One scientist has gone so far to say that he expects an eruption from Fuji now within "the next three years". Another major cause for concern about the volcano is that a new 34km long fault line was discovered after the major 9.0 2011 quake, which runs directly underneath the volcano, and if destabilized, could result in partial or total collapse of Mt. Fuji.

It is my opinion that the current activity will probably not lead to an imminent eruption (scientists have to be careful with what info they put out, you don't want to cause panic, but you also don't want to be unprepared, and erring on the side of caution is what saves lives), but you will probably see a lot of hydrothermal activity, including but not limited to, minor phreatic eruptions, increased fumerole action, and possibly some deflation/inflation (DI) events. The activity at the volcano is quite similar to the type of activity now being seen at Mt. Iliamna volcano in Alaska, which also experienced a minor magma intrusion, but has merely increased its gas emissions and level of small seismicity. Iliamna has not erupted yet, but has been on AVO's 'watch' list for nearly a year now.
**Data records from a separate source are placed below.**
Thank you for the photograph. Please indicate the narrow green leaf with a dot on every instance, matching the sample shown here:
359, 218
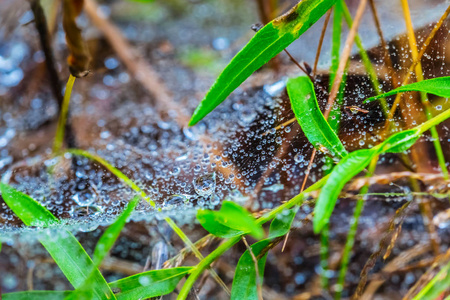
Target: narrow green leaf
62, 245
347, 168
267, 42
438, 86
140, 286
111, 234
244, 281
399, 142
356, 161
149, 284
37, 295
231, 220
436, 286
308, 114
104, 245
282, 223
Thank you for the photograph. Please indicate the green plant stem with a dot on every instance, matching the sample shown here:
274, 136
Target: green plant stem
144, 196
365, 59
352, 233
204, 264
114, 171
60, 130
423, 95
324, 254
An eruption from Mt. Fuji today has been estimated at a damage cost of up to ¥2.5 trillion ($3.25 billion) to the Japanese economy, and could also cost over 300,000 lives. It is critical that those living near this volcano understand the dangers, and have an evacuation plan as well as supplies they can rely on in the event this does occur. The volcano, at its full fury, is capable of massive levels of destruction to the immediate area, and includes in its arsenal the potential for pyroclastic flows, landslides, lahars, phreatic eruptions, fissures, pyroclastic cinder cones, and fast flowing pahoehoe basalt lavas.

The last eruption in 1707 blasted out a large crater on the Eastern slope of Fuji, and deposited ash as far away as Tokyo. Many buildings and towns surrounding the volcano are built on the lavas and ashes of this eruption. Due to the extensive history and record keeping of Japan, most residents are quite aware of the dangers of Fuji, and typically take any evacuation order very seriously, but pyroclastic flows are a hard thing to outrun when they can reach speeds of up to 280mph, so early warning is the best possible scenario.

I will also to see if there are any other credible sources to confirm what Wired.com is claiming in regards to steaming and gas emissions (however they did not cite a source for this claim). Its actually possible that they could be using my blog as the source for this, as I was among the first sites to report the initial supposed 'emissions' from Fuji, which I was never able to confirm save one obscure report in Japanese news.

Scientists will more than likely step up their monitoring and analysis of Fuji in the mean time, and keep a close watch on its goings-on.